Our Take
Medicare ACCESS is real policy with real payer commitments, but the article conflates a reimbursement framework opening with proof that AI health companies can sustain profitability inside it—that race is still running.
Why it matters
Over 200 million Americans will operate under outcome-based reimbursement within 24 months, forcing a structural shift away from visit volume. Digital health companies with low-cost AI infrastructure are positioned to thrive; traditional providers and high-overhead startups face margin compression.
Do this week
Healthcare founders: map your cost-to-serve per patient across AI vs. human coaching; if you can't achieve profitability at Medicare rates (roughly 33% of commercial), the ACCESS model is not your market.
Medicare ACCESS Opens Outcome-Based Reimbursement to 200M Americans
In December 2025, Centers for Medicare & Medicaid Services (CMS) launched the ACCESS Model, a value-based care framework that pays providers based on clinical outcomes rather than billable minutes. The model asks: Is the patient's A1c controlled? Is blood pressure managed? Not: how many visits occurred.
The uptake is accelerating. The Medicare ACCESS Payer Pledge has committed 165 million lives across commercial payers to adopt the outcomes-based billing infrastructure by 2028 (per the author's account). Combined with Medicare's direct enrollment, more than 200 million Americans will operate under this reimbursement structure within two years.
The approved providers list, published weeks after the policy launch, reveals a stark pattern: few large health systems qualified; many prominent digital health companies were absent. Those that did qualify tend to operate with AI-driven care models that don't scale linearly with staff headcount.
The Math Only Works for Companies That Can Operate at Low Cost Per Patient
Medicare reimbursement rates are conservative. Commercial payers typically pay up to 300% of Medicare rates for identical clinical activities (per the author). ACCESS compounds the pressure by conditioning all payment on outcomes, not effort. For providers relying on call centers, nurses, or heavily staffed clinician networks, the economics don't survive.

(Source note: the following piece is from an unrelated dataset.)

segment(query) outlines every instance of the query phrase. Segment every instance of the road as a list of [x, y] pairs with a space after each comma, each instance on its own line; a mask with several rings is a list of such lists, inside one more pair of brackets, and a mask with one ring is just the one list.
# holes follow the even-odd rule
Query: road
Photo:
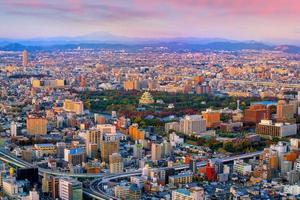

Organizations with AI-first care delivery (digital coaching, automated monitoring, escalation to live clinicians only when necessary) face a different equation. Their cost-to-serve doesn't scale linearly with patient volume. An AI health coach can interact with millions 24/7 on a mobile app; hiring another nurse cannot. This structural advantage makes the ACCESS reimbursement rates sustainable for some and fatal for others.
The policy also signals a regulatory bet: as cost pressure intensifies across 200 million lives, safety and compliance in AI systems will become table stakes. The author predicts a race to publish peer-reviewed clinical evidence, pass AI audits from national PBMs and health plans, and obtain regulatory certifications. Hallucinations and patient privacy failures will be the downside risk if oversight lags.
Audit Your Unit Economics Against Medicare ACCESS Rates Now
If your healthcare business model assumes commercial payer rates or relies on high clinician-to-patient ratios, Medicare ACCESS forces a reckoning. Calculate your cost-to-serve at one-third of current reimbursement. If profitability is marginal or negative, the 200-million-life migration over 24 months will compress your margins faster than you can cut costs.
If you have built AI-driven care infrastructure with proven clinical outcomes (ideally peer-reviewed), audit your readiness to participate in ACCESS provider networks. The regulatory window is open, but competition for approved provider slots will intensify as payers commit to the framework.
For investors in healthtech: distinguish between companies optimizing for fee-for-service margin and those architected for outcome-based efficiency. The policy creates a structural bifurcation. One cohort will become legacy; the other will scale.